SUM-378    ESTABILIDADE PROVISÓRIA. ACIDENTE DO TRABALHO. ART. 118 DA LEI Nº 8.213/1991. CONSTITUCIONALIDADE. PRESSUPOSTOS

I - É constitucional o artigo 118 da Lei nº 8.213/1991 que assegura o direito à estabilidade provisória por período de 12 meses após a cessação do auxílio-doença ao empregado acidentado.

II - São pressupostos para a concessão da estabilidade o afastamento superior a 15 dias e a conseqüente percepção do auxílio-doença acidentário, salvo se constatada, após a despedida, doença profissional que guarde relação de causalidade com a execução do contrato de emprego.

De acordo com a CLT, "o empregado que for aposentado por invalidez terá suspenso o seu contrato de trabalho durante o prazo fixado pelas leis de previdência social para a efetivação do benefício" (art. 475, caput). Nos termos dos parágrafos do mencionado dispositivo, a Lei consolidada ainda prevê que:

§1º Recuperando o empregado a capacidade de trabalho e sendo a aposentadoria cancelada, ser-lhe-á assegurado o direito à função que ocupava ao tempo da aposentadoria, facultado, porém, ao empregador, o direito de indenizá-lo por rescisão do contrato de trabalho, nos termos dos arts. 477 e 478, salvo na hipótese de ser ele portador de estabilidade, quando a indenização deverá ser paga na forma do art. 497.

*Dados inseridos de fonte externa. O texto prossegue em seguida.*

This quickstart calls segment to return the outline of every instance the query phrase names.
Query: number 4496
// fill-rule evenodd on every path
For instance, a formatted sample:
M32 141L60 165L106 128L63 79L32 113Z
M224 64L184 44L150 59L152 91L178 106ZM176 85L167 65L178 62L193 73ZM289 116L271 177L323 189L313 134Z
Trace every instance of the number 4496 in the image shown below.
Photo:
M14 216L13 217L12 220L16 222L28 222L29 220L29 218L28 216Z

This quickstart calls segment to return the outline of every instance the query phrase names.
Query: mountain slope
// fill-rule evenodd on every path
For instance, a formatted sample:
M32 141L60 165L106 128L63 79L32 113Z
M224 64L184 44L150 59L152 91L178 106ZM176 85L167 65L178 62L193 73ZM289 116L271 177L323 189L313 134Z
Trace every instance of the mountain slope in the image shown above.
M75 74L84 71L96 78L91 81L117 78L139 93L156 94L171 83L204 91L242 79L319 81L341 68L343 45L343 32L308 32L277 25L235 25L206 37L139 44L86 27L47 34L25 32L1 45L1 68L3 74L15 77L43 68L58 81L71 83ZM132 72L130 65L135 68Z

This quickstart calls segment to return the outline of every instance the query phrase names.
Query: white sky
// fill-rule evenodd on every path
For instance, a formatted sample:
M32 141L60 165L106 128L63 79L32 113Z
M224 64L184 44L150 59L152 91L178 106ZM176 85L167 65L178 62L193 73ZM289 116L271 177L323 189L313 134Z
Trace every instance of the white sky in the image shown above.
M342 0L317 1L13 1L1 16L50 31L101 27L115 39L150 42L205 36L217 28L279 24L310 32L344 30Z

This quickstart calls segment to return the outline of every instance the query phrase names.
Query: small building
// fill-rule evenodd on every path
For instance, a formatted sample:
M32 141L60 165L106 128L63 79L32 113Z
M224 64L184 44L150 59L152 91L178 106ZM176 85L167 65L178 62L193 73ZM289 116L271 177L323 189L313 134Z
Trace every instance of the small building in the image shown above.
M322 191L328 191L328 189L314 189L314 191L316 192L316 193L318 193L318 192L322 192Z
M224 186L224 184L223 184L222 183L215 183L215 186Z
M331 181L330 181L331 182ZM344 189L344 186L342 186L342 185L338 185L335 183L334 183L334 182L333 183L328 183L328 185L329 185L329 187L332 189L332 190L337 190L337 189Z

§2º Se o empregador houver admitido substituto para o aposentado, poderá rescindir, com este, o respectivo contrato de trabalho sem indenização, desde que tenha havido ciência inequívoca da interinidade ao ser celebrado o contrato.

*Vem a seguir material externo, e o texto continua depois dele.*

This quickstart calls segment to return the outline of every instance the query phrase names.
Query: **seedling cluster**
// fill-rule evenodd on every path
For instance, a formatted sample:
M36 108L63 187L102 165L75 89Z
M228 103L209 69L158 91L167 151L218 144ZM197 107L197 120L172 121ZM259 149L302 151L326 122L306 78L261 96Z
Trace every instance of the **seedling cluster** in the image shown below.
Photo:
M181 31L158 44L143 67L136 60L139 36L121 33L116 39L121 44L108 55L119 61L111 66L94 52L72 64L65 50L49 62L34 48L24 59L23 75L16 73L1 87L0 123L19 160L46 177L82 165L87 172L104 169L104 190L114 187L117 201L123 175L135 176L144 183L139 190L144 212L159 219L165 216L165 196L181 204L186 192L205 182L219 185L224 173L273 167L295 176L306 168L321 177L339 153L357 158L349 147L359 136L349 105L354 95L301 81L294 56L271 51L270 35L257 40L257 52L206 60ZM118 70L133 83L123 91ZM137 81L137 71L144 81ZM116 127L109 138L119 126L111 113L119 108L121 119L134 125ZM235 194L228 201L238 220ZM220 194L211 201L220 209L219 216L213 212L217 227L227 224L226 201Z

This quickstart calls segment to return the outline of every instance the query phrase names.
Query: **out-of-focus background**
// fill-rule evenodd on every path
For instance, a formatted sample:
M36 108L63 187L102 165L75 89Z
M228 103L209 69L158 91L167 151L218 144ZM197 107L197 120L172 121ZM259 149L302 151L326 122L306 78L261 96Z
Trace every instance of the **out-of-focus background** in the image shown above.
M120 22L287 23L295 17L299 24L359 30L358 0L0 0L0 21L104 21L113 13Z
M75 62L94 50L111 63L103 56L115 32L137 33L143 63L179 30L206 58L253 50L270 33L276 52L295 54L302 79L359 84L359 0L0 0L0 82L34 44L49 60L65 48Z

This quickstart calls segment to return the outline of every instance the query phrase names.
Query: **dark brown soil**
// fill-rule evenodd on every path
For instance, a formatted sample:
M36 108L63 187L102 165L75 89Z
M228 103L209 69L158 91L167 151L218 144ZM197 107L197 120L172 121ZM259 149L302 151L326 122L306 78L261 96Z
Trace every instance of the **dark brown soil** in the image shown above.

Portanto, na aposentadoria por invalidez fica suspenso o contrato de trabalho, eis que, atualmente, o referido benefício previdenciário não é definitivo. De acordo com a Súmula 160 do TST, "cancelada a aposentadoria por invalidez, mesmo após cinco anos, o trabalhador terá direito de retornar ao emprego, facultado, porém, ao empregador, indenizá-lo na forma da lei". Portanto, resta superado entendimento exarado na Súmula 217 do STF [19], não devendo mais prevalecer a posição do Supremo.

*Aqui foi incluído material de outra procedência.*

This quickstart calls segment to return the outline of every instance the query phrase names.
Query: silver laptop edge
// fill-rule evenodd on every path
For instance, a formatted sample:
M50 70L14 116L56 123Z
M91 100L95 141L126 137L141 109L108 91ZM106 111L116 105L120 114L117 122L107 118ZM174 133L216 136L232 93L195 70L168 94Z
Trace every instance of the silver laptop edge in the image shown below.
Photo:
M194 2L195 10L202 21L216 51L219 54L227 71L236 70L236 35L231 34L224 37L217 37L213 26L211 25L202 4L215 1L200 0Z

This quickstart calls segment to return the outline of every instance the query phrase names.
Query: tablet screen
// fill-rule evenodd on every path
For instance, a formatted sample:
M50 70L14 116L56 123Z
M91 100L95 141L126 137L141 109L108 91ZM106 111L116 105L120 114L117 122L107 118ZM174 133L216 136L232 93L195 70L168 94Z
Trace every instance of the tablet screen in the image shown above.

4.2 Outras consequências na relação de emprego

Além da conhecida estabilidade acidentária vista acima, há outras consequências na relação de emprego advindas da incapacidade do empregado em face do reconhecimento de causa ligada ao trabalho.

De acordo com o art. 4º, parágrafo único da CLT, todo o período de afastamento por motivo de acidente do trabalho é considerado na contagem do tempo de serviço, sendo devidos os respectivos depósitos do FGTS (art. 15, §5º, da Lei 8.036/1990).

Além disso, não é considerada falta ao serviço, para efeito do direito de aquisição das férias, a ausência do empregado por motivo de acidente do trabalho (art. 131, inc. III, da CLT). No entanto, não terá direito a férias o empregado que, no curso do período aquisitivo, tiver percebido da Previdência Social prestações de acidente do trabalho por mais de seis meses, ainda que descontínuos (art. 133, inc. IV, da CLT).

Portanto, nos benefícios relacionados a acidentes do trabalho e doenças ocupacionais, o tempo de serviço é computado para todos os efeitos. Assim é que a tendência da doutrina majoritária considera que, "no acidente do trabalho, até o 15º dia de afastamento, tem-se a hipótese de interrupção do contrato de trabalho; a partir do 16º dia, observa-se uma suspensão sui generis do pacto laboral" [20].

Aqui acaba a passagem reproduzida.